The moral vision of the Fables is complex and sometimes unsettling. La Fontaine did not offer easy platitudes or comforting reassurances. His world is one in which the strong often prevail over the weak, the cunning outwit the honest, and justice is frequently absent. “The reason of the strongest is always the best,” declares the wolf before devouring the lamb in one of La Fontaine’s most famous fables. Yet within this seemingly cynical framework, La Fontaine also celebrated the virtues of prudence, self-reliance, hard work, and the quiet dignity of the common person. His fables taught generations of readers to see through pretension, to distrust flattery, and to rely on their own judgment rather than the promises of the powerful.

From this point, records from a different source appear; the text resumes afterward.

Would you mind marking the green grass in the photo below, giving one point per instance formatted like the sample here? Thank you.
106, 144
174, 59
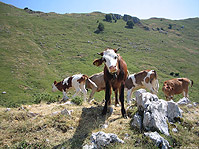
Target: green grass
37, 49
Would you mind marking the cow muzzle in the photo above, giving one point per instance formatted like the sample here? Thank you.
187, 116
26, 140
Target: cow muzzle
113, 69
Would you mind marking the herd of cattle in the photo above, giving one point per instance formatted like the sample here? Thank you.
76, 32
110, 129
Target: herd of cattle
115, 76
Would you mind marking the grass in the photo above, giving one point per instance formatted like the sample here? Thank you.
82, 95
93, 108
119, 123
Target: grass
36, 49
21, 128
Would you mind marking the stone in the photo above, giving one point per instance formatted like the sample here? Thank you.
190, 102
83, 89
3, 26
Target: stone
159, 141
183, 101
101, 139
153, 113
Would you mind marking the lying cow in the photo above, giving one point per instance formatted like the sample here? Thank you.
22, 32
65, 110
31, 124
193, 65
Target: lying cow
144, 79
176, 86
76, 81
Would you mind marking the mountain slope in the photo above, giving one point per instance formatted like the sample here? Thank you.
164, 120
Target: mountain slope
38, 48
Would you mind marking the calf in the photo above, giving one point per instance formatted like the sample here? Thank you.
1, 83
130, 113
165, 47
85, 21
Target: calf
76, 81
98, 79
115, 74
176, 86
144, 79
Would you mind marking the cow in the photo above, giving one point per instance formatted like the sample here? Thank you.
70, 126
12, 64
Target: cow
176, 86
76, 81
115, 74
98, 79
144, 79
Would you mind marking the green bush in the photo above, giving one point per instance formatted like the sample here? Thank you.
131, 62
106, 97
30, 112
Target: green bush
130, 24
77, 100
100, 27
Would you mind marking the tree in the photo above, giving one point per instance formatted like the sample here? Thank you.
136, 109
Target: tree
130, 24
100, 27
108, 17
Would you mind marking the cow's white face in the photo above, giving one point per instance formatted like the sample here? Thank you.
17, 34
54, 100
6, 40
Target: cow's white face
54, 88
110, 59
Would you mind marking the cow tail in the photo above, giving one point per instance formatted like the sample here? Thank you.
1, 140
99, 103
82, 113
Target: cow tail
191, 83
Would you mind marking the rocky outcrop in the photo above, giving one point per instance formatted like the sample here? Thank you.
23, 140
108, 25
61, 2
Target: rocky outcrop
159, 141
153, 113
101, 139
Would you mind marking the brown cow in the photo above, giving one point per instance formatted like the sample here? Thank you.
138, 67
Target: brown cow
144, 79
115, 74
98, 79
176, 86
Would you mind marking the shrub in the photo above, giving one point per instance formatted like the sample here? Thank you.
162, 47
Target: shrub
130, 24
100, 27
108, 17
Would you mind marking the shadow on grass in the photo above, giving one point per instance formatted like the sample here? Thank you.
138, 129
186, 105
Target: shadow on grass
90, 119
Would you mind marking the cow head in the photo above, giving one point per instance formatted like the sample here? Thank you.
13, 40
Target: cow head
54, 87
109, 58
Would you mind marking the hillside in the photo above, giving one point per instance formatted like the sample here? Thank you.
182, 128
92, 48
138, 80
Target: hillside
38, 48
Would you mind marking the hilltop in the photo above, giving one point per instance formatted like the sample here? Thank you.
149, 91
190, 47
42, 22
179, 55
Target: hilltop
38, 48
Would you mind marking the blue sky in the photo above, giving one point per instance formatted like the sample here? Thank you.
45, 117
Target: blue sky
143, 9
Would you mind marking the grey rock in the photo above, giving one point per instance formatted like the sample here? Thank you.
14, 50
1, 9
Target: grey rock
101, 139
183, 101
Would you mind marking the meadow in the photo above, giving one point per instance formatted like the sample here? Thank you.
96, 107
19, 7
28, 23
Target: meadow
38, 48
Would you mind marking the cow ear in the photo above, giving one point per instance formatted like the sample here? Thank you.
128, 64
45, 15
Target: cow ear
116, 50
97, 62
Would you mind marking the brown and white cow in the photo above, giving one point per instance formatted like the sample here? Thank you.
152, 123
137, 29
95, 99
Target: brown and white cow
176, 86
115, 74
98, 79
76, 81
144, 79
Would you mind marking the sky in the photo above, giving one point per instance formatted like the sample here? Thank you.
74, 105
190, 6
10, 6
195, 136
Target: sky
143, 9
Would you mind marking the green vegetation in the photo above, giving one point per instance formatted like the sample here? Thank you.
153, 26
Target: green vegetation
38, 48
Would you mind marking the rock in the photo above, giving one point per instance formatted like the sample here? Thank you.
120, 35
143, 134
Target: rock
153, 113
137, 121
88, 146
159, 141
183, 101
101, 139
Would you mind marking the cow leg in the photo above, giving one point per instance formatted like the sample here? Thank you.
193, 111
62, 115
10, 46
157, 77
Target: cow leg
116, 98
129, 93
77, 92
83, 89
122, 101
107, 97
94, 89
65, 97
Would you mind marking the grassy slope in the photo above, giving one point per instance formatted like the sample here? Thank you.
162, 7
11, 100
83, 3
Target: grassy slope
36, 49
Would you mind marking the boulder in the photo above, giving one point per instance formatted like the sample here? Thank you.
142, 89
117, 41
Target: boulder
101, 139
184, 101
159, 141
153, 113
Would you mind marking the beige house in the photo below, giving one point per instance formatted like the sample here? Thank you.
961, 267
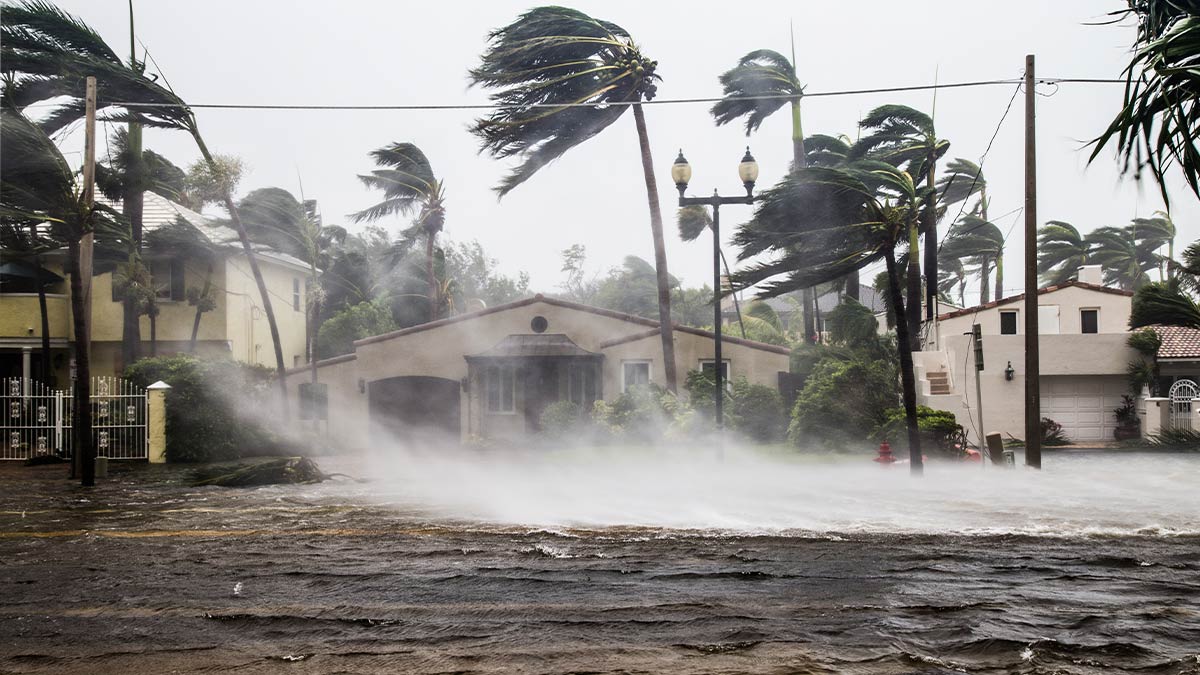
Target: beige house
491, 374
1084, 359
237, 327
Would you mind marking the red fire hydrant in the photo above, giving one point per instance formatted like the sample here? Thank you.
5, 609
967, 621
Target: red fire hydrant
885, 454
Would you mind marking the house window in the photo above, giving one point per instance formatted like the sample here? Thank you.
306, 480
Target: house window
1089, 321
499, 382
581, 384
1008, 323
709, 369
634, 374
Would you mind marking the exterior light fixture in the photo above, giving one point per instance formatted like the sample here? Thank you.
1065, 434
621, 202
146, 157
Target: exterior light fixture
748, 171
681, 172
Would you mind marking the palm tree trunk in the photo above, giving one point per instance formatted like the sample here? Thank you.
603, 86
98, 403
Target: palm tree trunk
660, 250
912, 310
907, 375
429, 274
83, 452
199, 309
280, 368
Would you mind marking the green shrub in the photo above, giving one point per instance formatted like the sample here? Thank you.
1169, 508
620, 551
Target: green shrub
204, 422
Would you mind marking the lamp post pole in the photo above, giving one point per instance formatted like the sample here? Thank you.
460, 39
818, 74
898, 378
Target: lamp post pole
748, 171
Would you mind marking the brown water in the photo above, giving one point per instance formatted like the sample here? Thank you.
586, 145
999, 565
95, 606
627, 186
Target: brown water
143, 574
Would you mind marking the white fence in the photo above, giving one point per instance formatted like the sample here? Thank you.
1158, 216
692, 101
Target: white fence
36, 420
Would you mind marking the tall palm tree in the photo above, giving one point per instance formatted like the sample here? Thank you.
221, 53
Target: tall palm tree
48, 54
754, 89
561, 77
1159, 118
409, 185
1062, 250
1125, 263
905, 137
821, 222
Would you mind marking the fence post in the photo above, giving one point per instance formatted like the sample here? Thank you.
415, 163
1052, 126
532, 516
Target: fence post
156, 422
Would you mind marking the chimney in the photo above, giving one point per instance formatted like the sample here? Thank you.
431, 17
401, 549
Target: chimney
1091, 274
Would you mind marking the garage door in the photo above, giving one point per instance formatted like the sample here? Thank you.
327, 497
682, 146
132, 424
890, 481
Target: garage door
1084, 405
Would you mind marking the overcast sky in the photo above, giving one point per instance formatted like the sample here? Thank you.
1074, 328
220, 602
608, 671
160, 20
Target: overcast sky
406, 53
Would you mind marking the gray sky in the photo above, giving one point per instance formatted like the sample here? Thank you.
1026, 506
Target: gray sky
403, 53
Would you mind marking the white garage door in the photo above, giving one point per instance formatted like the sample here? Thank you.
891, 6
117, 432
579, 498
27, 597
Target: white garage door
1084, 404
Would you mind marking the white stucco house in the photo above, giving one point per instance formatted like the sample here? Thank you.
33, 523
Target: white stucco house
1084, 360
490, 374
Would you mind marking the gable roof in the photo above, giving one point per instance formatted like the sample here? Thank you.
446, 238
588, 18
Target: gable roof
1177, 342
1013, 299
559, 303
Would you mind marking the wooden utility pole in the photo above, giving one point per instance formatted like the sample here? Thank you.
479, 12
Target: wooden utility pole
84, 449
1032, 368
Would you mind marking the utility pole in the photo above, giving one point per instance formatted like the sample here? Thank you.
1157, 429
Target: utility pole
84, 449
1032, 368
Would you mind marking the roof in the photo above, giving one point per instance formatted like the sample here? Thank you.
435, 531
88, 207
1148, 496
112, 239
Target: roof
577, 306
541, 345
1013, 299
1177, 342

La Fontaine’s literary achievements brought him fame but not always favor. His independent spirit and his connections to powerful patrons who fell out of royal favor occasionally placed him at odds with Louis XIV himself. When La Fontaine was elected to the French Academy in 1683, the king initially withheld his approval, reportedly displeased by La Fontaine’s unconventional lifestyle and irreverent wit. The royal assent eventually came, and La Fontaine took his seat among the most distinguished writers and intellectuals of France.
In his later years, La Fontaine experienced a religious conversion and reportedly repented of the more licentious works of his youth. He published the final book of his Fables in 1694, a collection that many critics consider among his finest work. Jean de La Fontaine died on April 13, 1695, in Paris, at the age of seventy-three. He was buried in the Cemetery of the Holy Innocents, though his remains were later transferred to Pere Lachaise Cemetery. His Fables have remained in continuous publication for more than three centuries and are a cornerstone of French education and culture, memorized by generations of schoolchildren and quoted by statesmen and philosophers alike.
The influence of La Fontaine’s Fables extends far beyond the borders of France. They have been translated into virtually every major language and continue to delight and instruct readers around the world. In the American tradition, La Fontaine’s emphasis on self-reliance, the dangers of trusting in flattery, and the importance of prudent industry resonates with the values that have shaped the American character from the colonial era to the present day. His fable of the ant and the grasshopper, perhaps his most famous, offers a timeless lesson on the virtues of hard work and foresight that is as relevant in the twenty-first century as it was in the seventeenth. La Fontaine’s genius lay in his ability to speak universal truths through the voices of animals, clothing profound moral and philosophical observations in tales so charming and accessible that they appeal equally to children and to the most sophisticated adult readers. In this, he achieved the rarest of literary accomplishments: he created works that are simultaneously entertaining and wise, simple and profound, reminding us across the centuries that the deepest wisdom is often found in the simplest stories.